14. Garrison Border Town of Elvas and its Fortifications (2012)
Near the Portuguese-Spanish border, we find the largest bulwarked fortification in the world, which enclose a perimeter of nearly 10 km. Only from above, we can see the star shape of its construction. It was built during the reign of D. Sancho II and was fundamental at the time for the defence of the area. The UNESCO-listed sites also include several monuments: the castle, the forts, the walls and the magnificent Amoreira aqueduct, with 843 arches.
15. University of Coimbra - Alta and Sofia (2013)
The University of Coimbra is the oldest university in Portugal and one of the oldest in Europe. It played an essential role in the dissemination of scientific knowledge in the country.

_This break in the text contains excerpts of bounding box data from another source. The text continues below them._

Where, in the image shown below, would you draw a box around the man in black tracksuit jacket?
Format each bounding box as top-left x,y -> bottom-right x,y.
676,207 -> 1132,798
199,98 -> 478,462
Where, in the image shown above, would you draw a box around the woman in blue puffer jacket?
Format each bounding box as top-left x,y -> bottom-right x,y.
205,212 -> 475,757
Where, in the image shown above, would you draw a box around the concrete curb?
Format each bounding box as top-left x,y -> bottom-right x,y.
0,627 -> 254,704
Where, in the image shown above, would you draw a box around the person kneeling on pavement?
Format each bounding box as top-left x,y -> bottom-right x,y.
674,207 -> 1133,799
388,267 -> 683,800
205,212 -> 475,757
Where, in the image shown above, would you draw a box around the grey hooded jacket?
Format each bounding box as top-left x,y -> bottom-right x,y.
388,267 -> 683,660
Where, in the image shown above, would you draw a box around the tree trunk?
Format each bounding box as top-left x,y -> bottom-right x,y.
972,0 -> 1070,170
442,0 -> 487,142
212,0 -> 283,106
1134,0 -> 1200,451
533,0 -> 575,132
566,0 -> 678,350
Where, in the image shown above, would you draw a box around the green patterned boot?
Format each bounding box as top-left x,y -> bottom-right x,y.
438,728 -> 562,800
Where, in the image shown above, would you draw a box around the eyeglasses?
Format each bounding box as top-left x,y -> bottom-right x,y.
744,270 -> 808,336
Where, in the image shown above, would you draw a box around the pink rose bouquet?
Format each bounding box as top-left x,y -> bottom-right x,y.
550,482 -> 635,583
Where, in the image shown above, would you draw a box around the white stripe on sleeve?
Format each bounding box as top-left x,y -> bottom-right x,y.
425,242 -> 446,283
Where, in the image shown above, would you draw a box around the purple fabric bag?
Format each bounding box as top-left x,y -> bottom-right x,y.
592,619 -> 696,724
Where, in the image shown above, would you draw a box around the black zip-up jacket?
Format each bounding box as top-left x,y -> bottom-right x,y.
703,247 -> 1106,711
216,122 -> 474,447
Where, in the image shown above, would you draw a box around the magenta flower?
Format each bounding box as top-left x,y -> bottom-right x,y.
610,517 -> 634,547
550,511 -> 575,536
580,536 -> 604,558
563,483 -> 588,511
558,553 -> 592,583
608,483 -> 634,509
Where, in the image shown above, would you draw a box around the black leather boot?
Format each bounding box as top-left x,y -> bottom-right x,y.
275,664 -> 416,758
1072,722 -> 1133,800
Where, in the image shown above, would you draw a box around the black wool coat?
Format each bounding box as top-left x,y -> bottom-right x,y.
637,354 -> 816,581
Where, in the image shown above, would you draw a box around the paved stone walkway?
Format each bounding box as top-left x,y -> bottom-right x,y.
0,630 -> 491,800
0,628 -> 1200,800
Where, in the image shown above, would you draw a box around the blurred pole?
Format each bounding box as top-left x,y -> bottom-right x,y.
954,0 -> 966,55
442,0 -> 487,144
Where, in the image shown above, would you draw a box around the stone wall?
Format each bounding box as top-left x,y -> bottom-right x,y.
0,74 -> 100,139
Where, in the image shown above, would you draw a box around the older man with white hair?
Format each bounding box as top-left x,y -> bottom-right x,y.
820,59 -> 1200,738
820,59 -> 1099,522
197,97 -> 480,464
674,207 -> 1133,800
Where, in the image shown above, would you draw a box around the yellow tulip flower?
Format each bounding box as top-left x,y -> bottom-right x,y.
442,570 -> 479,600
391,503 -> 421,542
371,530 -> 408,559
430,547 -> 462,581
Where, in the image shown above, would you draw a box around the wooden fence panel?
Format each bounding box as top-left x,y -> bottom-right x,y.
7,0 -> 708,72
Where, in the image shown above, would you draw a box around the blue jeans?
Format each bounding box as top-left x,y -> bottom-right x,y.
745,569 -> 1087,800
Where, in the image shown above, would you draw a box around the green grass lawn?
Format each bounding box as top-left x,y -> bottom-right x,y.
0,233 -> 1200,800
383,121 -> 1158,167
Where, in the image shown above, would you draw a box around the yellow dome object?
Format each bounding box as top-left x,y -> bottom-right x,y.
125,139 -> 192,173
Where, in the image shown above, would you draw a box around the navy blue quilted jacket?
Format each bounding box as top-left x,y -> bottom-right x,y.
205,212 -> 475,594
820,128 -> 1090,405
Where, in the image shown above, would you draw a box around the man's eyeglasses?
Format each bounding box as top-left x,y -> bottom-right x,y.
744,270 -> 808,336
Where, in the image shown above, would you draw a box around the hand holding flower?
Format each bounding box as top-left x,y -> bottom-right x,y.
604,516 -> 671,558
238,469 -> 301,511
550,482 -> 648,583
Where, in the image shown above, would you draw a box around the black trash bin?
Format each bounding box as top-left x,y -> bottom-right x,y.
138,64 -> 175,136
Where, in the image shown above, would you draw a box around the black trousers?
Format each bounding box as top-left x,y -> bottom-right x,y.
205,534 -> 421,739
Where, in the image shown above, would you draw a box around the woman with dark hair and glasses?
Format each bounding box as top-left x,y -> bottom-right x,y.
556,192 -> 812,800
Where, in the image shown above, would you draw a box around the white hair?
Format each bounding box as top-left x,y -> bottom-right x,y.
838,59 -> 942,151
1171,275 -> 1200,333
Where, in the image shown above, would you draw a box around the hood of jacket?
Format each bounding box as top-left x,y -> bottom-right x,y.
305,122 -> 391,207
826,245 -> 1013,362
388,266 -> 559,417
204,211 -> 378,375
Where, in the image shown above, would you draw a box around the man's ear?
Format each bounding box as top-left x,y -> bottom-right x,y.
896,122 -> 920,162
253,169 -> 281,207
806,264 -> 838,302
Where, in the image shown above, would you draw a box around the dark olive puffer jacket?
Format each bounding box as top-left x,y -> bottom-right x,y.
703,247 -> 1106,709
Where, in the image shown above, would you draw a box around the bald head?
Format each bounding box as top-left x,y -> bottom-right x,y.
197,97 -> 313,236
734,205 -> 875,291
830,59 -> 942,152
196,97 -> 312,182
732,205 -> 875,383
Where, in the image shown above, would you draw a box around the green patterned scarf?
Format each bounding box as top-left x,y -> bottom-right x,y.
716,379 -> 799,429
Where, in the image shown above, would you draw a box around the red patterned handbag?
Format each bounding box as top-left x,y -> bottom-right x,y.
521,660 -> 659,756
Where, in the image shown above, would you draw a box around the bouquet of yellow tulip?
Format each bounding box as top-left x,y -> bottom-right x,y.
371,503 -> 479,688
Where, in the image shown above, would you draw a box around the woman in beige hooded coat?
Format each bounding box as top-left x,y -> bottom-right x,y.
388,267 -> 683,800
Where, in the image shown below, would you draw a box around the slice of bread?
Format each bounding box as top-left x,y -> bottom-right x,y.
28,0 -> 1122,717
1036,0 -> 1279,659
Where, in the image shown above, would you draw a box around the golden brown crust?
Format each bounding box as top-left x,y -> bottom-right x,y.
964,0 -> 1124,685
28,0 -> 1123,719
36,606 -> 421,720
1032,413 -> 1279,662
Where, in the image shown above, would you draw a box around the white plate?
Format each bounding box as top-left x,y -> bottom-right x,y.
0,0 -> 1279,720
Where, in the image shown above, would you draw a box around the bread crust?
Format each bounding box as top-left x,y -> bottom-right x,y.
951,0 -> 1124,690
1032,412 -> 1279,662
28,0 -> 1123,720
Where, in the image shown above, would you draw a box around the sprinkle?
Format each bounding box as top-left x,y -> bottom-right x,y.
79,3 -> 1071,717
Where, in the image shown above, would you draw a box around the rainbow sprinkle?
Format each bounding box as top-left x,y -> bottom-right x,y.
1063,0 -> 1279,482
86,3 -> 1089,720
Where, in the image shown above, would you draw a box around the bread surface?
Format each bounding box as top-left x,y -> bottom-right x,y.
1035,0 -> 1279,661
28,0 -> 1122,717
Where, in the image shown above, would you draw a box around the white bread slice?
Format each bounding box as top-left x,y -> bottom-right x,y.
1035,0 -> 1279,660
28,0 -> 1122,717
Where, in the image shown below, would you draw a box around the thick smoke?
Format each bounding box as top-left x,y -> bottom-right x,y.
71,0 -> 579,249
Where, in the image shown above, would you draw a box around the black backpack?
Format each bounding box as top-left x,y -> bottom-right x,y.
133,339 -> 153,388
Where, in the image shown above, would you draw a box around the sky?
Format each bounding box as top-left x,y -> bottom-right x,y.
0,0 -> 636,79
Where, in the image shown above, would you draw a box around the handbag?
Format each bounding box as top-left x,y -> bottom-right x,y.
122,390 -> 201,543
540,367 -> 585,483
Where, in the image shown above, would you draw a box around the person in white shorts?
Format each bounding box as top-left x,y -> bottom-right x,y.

Listed as World Heritage in 2013, the university operates under the name of University of Coimbra Alta and Sofia and comprises 31 buildings used for teaching and science-related activities. Some of its monuments are Paço Real, decorated with a sublime neoclassical archway, University Tower, with clocks on each side, “Cabra”, its most famous bell, and Chapel of São Miguel, with a beautiful Manueline portal. However, the most precious gem is Biblioteca Joanina. It is considered one of the most beautiful libraries in the world as it features detailed painted ceilings, carved tropical wood and gilded wood carving, representative of the Portuguese Baroque style.
16. Sanctuary of Bom Jesus do Monte in Braga (2019)
Besides being an important Portuguese Catholic shrine, the Sanctuary of Bom Jesus is a formidable architectural and landscape complex. It is worthwhile to appreciate the artistic styles (Baroque, Rococo and Neoclassical), but also the symbolism of the images of the long staircase, as well as the engineering of the oldest hydraulic funicular in the world, which is still operating.
17. Royal Building of Mafra (2019)
The Royal Building of Mafra is an example of the Baroque style - one of the most relevant in Portugal. It is about 40 km from Lisbon and deserves a day of sightseeing. The Royal Building of Mafra, which includes the Palace, Basilica, Convent, Cerco Garden and Hunting Park (Tapada), is one of the most emblematic architectural works of the 18th century. Also, don’t forget to visit the huge library, which shelters a collection that spans more than four centuries.
Eight UNESCO Intangible Heritage Sites
In addition to the physical sites, Portugal saw some of its intangible heritage recognised by UNESCO. The most emblematic element of the list is Fado (2011). With its origins in the historic Lisbon’s districts of Mouraria, Alfama, Bairro Alto and Madragoa, it is a landmark of the country.
Still on the subject of music, Canto Alentejano (2014), a unique musical genre from the Baixo Alentejo region, was also awarded by UNESCO. It is sung in chorus by groups of men and women, without musical instruments, and it is one of the most genuine traditions in the country.
The Mediterranean Diet (2013) is also part of Portugal’s identity. Besides being part of the country’s gastronomy, UNESCO considers it a lifestyle, thanks to the conviviality, celebration and transmission of knowledge at the table. Bread, olive oil, wine and fish are part of the eating habits that characterise this diet. In fact, Portugal was revealed to be one of the healthiest places to live, being its gastronomy one of the main factors.